From: Providing community-based health practitioners with timely and accurate discharge medicines information

Consequence and impact ratings EXAMPLES
Insignificant to minor 84 year old non-indigenous male discharged after treatment for community acquired pneumonia. Past medical history includes; fractured neck of femur, urinary incontinence, chronic cardiac failure, atrial fibrillation, and gastro oesophageal reflux disease. Changes to medication during admission included commencing digoxin, and ceasing Bisoprolol, spironolactone, and ramipril.

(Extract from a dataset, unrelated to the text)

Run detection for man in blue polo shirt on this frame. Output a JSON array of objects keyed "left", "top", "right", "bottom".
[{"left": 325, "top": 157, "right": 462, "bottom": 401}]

Pharmacist had incorrect dosing for omeprazole on MITF. Omeprazole 40 mg nocte on discharge prescription and 20 mg BD in the MITF all other medication information was transferred correctly on MITF. Insignificant risk to patient.
Minor to moderate 75 year old indigenous male discharged after being admitted for shortness of breath due to worsening chronic cardiac failure. Past medical history includes; chronic obstructive airways disease (current smoker), atrial fibrillation, chronic cardiac failure, myocardial infarction and hypertension. During admission frusemide was increased from 40 mg mane to 60 mg mane.
All medications were omitted in the HDS, therefore from advice from the hospital’s liaison GP assumed all medications and doses were continued. Primary health care professional would not be aware of increase in frusemide dose therefore minor risk to patient of deterioration and potential re-admission.
Moderate to major 55 year old non-indigenous male discharged post an episode of chest pain on the back ground of high risk cardiac disease. Past medical history includes; ST segment elevation myocardial infarction, severe arterial stenosis (ischaemic heart disease), asthma, and transient ischaemic attack. Patient was discharged after an increase in nicorandil from 5 mg BD to 10 mg BD and an increase in Isosorbide mononitrate from 60 mg mane to 90 mg mane.
This patient did not have HDS completed. Therefore is a moderate risk that this patient will be re-admitted due to reverting back to original dosing and increasing angina attacks. Also risk of confusion of medications to patient.
Major to catastrophic 37 year old indigenous female discharged with osteomyelitis. Past medical history of end stage renal disease (on dialysis), chronic intermittent vomiting since starting dialysis which has been fully investigated, type 2 diabetes, hypertension, dyslipidaemia, and a previous right toe amputation with residual osteomyelitis.
During admission diabetic control was reviewed and changed by increasing insulin dose from 10 units nocte to 14 units nocte and metformin XR 500 mg mane was ceased.
Osteomylitis treatment was changed by ceasing Trimethoprim/ Sulphamethoxazole 160/800 mg BD and folic acid 5 mg and commencing on Doxycycline 100 mg mane and ciprofloxacin 500 mg nocte for lifelong treatment.
Metformin XR 500 mg was included in HDS (it had been ceased during admission) with new dose of insulin correct, therefore putting patient at risk of hypoglycaemia.
Doxycycline and ciprofloxacin had been omitted from HDS therefore primary health care provider would not be aware of change to antibiotic regime. High risk of further amputations and losing foot due to osteomyelitis infection.